A site which creates disposable currencies online to order will attract considerable publicity, and inform a larger community who have not previously heard of, never mind been part of, the established barter networks. Since the established barter currencies’ weakest point is their lack of time-decay [this encourages hoarding rather than spending, and leads effectively to a miniature "recession" in which the whole mini-economy grinds to a halt], the disposability of this site’s minicurrencies will – paradoxically – ensure the success of many of them.

What BUDGETS & LOGISTICS are required?

The site will create a database of common transactions for each new currency, charging negative interest [demurrage] on unused accounts over time, thus encouraging all taking part to spend their currency units as soon as they get them.

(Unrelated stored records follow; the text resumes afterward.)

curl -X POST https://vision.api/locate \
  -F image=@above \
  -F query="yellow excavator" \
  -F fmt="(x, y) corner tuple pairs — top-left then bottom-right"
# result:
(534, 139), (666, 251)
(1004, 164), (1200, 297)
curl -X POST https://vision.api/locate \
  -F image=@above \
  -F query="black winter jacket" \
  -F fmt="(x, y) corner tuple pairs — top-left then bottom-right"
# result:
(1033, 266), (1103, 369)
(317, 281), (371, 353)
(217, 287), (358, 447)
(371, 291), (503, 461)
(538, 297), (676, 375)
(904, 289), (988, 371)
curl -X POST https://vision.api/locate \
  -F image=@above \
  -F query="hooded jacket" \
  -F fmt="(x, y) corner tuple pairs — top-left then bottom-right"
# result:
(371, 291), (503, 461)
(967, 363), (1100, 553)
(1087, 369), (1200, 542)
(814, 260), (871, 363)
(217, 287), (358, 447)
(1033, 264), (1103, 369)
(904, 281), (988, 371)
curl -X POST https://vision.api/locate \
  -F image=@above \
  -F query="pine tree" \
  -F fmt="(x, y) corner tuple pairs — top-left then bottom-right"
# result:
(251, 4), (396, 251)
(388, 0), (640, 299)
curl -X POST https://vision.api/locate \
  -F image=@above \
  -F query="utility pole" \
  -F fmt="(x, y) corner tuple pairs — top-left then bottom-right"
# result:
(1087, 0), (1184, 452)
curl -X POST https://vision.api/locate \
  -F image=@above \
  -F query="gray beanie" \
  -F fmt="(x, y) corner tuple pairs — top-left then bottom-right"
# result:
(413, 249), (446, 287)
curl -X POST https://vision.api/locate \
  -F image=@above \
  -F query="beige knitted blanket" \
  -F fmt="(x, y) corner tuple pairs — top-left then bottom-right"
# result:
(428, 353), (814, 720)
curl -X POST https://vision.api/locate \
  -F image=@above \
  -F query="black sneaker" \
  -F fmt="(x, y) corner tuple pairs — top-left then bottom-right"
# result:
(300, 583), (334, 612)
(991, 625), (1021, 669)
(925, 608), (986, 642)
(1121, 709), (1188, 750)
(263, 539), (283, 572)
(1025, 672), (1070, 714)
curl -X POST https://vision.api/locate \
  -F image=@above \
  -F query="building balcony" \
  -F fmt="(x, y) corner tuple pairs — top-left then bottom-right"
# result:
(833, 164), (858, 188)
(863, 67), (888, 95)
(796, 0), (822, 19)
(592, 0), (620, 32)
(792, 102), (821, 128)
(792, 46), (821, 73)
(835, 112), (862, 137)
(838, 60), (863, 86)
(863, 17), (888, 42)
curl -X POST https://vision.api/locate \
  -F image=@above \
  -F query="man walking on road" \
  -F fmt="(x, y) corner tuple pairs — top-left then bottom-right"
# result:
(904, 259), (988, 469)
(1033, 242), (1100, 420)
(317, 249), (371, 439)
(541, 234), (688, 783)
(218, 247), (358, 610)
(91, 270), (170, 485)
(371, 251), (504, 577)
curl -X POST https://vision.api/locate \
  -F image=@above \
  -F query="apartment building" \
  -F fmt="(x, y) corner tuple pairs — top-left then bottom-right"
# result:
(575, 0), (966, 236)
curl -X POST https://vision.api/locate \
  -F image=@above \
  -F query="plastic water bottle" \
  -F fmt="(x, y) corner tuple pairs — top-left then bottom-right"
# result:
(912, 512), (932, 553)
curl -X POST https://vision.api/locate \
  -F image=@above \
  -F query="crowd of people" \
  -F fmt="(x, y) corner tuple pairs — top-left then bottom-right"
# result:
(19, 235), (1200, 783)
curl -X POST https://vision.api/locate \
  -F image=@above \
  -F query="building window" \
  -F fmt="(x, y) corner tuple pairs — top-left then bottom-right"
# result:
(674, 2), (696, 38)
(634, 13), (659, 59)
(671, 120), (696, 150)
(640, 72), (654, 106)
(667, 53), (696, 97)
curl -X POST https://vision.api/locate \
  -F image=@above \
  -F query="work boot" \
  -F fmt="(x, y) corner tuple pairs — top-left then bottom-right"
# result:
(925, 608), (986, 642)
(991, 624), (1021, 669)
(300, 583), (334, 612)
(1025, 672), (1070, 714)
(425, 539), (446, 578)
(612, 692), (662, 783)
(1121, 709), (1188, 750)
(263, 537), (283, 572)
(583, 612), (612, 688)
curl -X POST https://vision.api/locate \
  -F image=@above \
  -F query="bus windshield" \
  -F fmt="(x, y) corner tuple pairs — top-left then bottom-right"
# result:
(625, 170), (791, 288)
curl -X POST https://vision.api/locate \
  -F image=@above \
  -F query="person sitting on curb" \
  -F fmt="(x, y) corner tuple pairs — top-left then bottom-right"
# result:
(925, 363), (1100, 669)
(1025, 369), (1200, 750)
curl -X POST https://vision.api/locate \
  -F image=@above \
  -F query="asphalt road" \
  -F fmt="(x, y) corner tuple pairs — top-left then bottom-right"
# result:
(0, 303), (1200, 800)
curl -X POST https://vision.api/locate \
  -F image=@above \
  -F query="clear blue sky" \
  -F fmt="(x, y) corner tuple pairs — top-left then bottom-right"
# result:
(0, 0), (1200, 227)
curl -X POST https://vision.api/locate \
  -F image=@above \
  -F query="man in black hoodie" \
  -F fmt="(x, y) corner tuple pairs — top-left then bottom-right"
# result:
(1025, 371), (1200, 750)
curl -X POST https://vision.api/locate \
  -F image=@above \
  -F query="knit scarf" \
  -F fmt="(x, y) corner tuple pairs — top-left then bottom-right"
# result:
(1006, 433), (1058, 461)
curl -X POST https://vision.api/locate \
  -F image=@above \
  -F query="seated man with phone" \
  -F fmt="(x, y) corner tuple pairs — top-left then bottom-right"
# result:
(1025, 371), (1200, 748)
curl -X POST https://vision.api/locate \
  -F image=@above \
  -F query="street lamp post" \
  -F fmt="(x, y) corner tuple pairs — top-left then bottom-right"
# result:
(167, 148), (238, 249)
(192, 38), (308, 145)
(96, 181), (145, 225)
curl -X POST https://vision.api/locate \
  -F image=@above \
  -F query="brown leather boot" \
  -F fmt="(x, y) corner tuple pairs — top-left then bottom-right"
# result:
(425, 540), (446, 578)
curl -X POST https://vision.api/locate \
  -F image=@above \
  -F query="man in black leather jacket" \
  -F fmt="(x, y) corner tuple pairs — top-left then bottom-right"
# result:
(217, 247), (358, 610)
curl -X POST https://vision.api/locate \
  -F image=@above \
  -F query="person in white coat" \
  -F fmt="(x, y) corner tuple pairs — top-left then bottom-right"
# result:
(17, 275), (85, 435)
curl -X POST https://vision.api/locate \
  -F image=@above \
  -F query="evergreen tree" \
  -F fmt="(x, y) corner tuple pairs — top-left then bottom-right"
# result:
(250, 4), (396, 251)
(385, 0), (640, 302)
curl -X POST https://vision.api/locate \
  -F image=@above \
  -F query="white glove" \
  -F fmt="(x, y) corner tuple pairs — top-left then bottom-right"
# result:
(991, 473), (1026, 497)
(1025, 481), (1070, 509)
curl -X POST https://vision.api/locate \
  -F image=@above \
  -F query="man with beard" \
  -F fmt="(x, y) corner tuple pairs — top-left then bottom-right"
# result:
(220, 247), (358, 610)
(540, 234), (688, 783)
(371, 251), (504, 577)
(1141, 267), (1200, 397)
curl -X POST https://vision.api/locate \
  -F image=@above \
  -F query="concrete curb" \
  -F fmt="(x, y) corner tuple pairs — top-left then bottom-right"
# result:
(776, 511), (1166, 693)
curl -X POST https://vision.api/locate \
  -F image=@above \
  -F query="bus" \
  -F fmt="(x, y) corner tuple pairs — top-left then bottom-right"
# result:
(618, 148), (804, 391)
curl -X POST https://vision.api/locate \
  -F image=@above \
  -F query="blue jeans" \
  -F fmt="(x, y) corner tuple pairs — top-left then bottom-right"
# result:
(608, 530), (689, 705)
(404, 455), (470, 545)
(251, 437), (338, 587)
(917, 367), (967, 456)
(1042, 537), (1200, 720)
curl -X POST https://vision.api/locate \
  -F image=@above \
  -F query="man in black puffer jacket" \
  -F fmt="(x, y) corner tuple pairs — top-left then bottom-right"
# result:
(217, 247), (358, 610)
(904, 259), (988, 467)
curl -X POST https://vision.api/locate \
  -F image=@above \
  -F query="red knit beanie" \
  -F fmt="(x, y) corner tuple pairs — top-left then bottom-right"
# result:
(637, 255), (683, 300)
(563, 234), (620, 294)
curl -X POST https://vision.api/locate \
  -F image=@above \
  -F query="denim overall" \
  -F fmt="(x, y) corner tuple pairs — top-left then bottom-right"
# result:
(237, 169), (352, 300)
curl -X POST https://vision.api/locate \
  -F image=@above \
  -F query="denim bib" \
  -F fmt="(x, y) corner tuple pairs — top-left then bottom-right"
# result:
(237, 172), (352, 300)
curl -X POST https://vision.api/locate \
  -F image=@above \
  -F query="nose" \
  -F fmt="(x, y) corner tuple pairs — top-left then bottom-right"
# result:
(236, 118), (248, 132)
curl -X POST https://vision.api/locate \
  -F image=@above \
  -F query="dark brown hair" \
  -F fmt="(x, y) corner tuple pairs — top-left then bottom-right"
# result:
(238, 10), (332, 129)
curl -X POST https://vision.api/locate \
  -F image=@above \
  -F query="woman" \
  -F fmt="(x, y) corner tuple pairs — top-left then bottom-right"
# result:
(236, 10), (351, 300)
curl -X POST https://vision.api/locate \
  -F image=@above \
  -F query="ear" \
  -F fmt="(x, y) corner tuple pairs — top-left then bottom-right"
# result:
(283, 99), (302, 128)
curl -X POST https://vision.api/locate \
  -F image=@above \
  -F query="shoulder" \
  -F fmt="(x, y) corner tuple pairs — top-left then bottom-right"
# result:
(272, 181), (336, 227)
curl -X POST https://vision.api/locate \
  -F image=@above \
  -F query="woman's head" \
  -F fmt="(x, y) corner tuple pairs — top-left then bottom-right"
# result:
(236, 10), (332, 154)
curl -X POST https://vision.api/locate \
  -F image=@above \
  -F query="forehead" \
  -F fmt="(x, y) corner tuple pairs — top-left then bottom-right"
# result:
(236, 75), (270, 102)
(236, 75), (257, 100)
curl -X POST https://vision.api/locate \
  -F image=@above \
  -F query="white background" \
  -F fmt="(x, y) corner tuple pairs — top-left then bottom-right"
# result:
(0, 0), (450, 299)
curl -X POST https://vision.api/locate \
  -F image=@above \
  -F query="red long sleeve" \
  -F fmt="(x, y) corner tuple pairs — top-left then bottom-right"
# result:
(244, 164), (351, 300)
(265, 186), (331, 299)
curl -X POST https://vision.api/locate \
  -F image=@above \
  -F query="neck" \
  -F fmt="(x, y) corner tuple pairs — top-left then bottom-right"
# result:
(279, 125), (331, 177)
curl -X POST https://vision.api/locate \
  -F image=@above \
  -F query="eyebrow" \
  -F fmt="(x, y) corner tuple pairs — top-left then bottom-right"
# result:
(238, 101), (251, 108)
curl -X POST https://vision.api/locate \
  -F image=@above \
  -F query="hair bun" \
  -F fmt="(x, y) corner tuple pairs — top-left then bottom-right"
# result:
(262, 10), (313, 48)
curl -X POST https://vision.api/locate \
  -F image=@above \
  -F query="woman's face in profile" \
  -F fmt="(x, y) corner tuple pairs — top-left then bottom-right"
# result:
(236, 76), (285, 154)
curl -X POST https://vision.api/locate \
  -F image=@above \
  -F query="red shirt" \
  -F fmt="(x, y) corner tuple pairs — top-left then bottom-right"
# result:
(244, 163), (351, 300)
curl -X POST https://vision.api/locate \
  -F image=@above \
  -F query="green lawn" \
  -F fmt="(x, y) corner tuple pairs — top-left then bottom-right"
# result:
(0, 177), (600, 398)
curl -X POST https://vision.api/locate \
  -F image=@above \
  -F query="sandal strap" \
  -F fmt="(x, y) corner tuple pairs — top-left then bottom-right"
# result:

It therefore needs space for several different scalable currencies, most of which will stay within the bounds of the original founding fifty or a hundred members, though some currencies will grow substantially. If it helps planning, the site could host a limited number of currencies, such as fifty, creating a new one to demand when a place opens up from an old one shutting down.

All currencies should declare at the outset the right of the site owner to use a small percentage of the charged demurrage for maintaining and paying for the site. If [for example] all accounts, including that of the site hosts, decay at a rate 1/60th of the original balance per day the balance is unused, then 1/3 of this could accrue to the site hosts [whose account is also decaying over time of course], who would spend it on the services and goods being offered online within the currency, if necessary reselling those services to get national money to pay maintenance programmers or hosting charges.

The site should be hosted outside the European Union or the United States to frustrate legal challenges on the grounds of tax evasion. Demurrage might also be of crucial importance in preventing these currencies from being defined as money in the legal sense.

I need help in pricing the initial programmer/developer work.